Es ist noch nicht lange her, dass ich das Gefühl hatte von einer Welle Zeitungsartikel über die sogenannte Genration Y überschwemmt zu werden. Eine Generation, die die Selbstverwirklichung optimiert zu haben scheint und nun vom Leben und Denken älterer Generationen Besitz zu ergreifen droht. Sie suchen nicht mehr nach Work-Life-Balances, sondern nach dem Work-Life-Merge. Sie gehen in der Mittagspause ins Fitnessstudio und lesen dafür nachts noch Emails. Sie sind Opportunisten, deren Entscheidungen meistens von den direkten Auswirkungen auf ihre eigene Person abhängt. Sie definieren Politik so um, dass sie das eigene Leben nur noch peripher berührt. Über diese Generation schreibt Benjamin Horrig und darüber, wie schwer es ist, nicht dazu zu gehören. Die Frage danach, wie man eigentlich zu einem Outsider werden soll, in einer Gesellschaft, in der alles toleriert wird, zieht sich ebenso durch Mucks Geschichte, wie die nach dem echten Erleben, in einer Welt, in der alles irgendwie positiv genutzt wird. Ohne in die Extreme zu gehen, zeigt Horrig, was eigentlich mit einer Generation passiert, die kein emotionales Gut und Böse kennt. Das ewige Dauerhoch seiner Umwelt wird dem Protagonisten zur Gefühlshülse, die keine Wertigkeit mehr annehmen kann.

Ein Rohdiamant

Dieses selbst verlegte Romandebüt hat mich ausgesprochen überrascht und darum spontan begeistert. Dennoch hatte ich beim Lesen hier und da das Gefühl so etwas wie einen Rohdiamanten in der Hand zu halten - der eine oder andere Schliff würde dem Ganzen noch mehr Glanz verleihen. Der Schreibstil des Autors ist mal schnodderig und mal überhöht, selten allerdings schlicht und schnörkellos. Damit rutscht er in meinen Augen ein Stück weit in die gleiche Falle wie die Generation, über die er schreibt. Wenn jeder Satz in seiner Zuspitzung einem Berggipfel gleicht, dann gibt es nur noch Gipfel und nichts mehr, wovon sie sich abheben können. Aber ich jammere auf einem hohen Niveau und gerate hier wirklich in stilistische Feinschliff-Angelegenheiten und möchte euch damit jetzt nicht weiter von dem Griff zu einem wirklich schönen Erstlingswerk abhalten.

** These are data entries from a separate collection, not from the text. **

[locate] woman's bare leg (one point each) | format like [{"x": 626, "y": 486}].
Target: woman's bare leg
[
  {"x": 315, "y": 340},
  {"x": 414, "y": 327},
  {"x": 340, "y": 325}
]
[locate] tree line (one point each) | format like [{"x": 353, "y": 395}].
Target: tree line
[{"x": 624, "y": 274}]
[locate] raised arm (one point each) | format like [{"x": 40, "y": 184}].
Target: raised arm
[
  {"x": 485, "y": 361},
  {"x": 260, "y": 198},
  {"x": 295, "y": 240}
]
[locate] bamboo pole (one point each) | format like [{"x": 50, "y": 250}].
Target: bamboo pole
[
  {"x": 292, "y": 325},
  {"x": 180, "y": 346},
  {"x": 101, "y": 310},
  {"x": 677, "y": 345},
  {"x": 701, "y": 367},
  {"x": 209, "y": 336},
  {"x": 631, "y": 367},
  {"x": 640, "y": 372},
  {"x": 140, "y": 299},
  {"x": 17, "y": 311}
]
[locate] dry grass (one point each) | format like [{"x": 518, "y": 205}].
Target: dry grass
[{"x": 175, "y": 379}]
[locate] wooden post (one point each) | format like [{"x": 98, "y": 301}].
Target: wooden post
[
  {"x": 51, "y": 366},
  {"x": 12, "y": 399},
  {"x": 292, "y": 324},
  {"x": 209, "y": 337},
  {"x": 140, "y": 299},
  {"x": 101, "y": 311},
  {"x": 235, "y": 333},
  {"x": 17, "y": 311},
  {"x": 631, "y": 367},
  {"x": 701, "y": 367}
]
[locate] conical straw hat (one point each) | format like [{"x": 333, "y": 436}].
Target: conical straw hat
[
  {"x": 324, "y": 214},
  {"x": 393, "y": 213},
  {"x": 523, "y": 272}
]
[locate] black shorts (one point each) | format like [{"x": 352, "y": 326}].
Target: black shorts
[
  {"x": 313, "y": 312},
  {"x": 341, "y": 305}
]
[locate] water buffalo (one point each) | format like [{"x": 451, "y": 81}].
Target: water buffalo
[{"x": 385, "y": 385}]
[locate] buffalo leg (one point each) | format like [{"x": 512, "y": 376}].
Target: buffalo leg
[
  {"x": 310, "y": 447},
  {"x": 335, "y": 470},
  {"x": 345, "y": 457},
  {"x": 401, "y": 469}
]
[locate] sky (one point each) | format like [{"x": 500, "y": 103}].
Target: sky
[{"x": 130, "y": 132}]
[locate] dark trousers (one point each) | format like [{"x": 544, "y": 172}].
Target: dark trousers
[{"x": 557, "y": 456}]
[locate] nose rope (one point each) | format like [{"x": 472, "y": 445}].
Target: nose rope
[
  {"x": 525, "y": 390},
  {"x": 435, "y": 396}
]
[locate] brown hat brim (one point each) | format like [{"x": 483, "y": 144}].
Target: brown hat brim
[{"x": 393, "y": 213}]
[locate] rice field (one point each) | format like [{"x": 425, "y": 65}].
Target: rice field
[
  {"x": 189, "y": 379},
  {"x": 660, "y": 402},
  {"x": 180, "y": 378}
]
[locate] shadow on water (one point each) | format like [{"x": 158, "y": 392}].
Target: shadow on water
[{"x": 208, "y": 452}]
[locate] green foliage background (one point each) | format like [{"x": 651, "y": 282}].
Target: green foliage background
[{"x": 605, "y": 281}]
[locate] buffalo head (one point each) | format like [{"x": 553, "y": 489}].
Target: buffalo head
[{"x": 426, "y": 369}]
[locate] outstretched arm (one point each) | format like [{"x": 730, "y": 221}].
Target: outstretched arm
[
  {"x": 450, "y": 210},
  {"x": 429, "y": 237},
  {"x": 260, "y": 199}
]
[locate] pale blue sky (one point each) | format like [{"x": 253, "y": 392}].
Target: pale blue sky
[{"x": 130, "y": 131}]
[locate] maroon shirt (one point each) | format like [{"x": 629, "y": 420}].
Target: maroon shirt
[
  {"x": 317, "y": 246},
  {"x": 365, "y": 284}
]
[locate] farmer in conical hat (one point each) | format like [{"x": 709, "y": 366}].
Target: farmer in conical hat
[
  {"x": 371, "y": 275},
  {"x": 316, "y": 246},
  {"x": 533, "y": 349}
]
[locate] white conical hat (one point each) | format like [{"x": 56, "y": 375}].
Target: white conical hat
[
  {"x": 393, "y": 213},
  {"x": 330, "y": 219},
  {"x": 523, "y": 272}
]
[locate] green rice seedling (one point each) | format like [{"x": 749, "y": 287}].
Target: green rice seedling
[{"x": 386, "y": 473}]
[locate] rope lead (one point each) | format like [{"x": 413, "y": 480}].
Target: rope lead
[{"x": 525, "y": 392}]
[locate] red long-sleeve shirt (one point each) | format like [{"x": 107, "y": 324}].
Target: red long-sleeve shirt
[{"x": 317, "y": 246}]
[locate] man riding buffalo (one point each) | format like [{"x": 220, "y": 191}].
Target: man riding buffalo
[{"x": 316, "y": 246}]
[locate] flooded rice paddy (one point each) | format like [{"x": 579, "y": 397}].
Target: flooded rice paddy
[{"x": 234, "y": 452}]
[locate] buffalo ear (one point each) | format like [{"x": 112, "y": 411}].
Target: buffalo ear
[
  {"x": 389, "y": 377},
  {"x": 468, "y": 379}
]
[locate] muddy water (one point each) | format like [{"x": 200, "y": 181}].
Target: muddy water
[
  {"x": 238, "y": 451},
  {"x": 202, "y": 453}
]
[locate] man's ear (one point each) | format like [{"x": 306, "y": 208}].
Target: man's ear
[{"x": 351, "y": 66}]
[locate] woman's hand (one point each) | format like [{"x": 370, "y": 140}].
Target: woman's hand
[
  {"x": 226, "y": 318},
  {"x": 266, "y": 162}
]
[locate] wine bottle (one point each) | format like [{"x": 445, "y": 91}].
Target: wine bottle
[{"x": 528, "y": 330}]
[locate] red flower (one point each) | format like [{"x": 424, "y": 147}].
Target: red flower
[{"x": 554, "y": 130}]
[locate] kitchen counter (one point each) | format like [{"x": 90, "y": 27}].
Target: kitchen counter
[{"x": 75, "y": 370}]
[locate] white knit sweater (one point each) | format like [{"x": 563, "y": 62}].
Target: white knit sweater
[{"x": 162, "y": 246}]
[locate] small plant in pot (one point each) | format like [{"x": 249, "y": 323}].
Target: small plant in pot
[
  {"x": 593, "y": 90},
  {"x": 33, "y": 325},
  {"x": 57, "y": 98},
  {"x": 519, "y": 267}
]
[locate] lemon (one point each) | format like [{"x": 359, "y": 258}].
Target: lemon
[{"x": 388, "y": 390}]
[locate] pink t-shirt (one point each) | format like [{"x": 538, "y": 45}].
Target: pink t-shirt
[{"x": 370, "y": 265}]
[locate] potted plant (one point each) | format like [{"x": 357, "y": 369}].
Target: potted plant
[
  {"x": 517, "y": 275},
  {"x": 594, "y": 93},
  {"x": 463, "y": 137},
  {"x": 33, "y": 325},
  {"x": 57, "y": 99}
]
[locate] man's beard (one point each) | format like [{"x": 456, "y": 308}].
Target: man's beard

Wenn ihr also noch nicht gegooglet habt, geht jetzt am besten gleich auf die Webseite des Autors und bestellt euch eure persönliche Whitebox der Generation Y. Lernt unsere Zukunft kennen und entscheidet selbst, ob ihr euch am Ende für den einzig möglichen Weg zur wahren Liebe entscheiden werdet. Es lohnt sich!

Ich danke dem Autoren für einen, zwei,.... viele literarische Überraschungsmomente, die dieses Leseexemplar mir beschert hat und bin gespannt auf alle weiteren, die da noch so kommen mögen.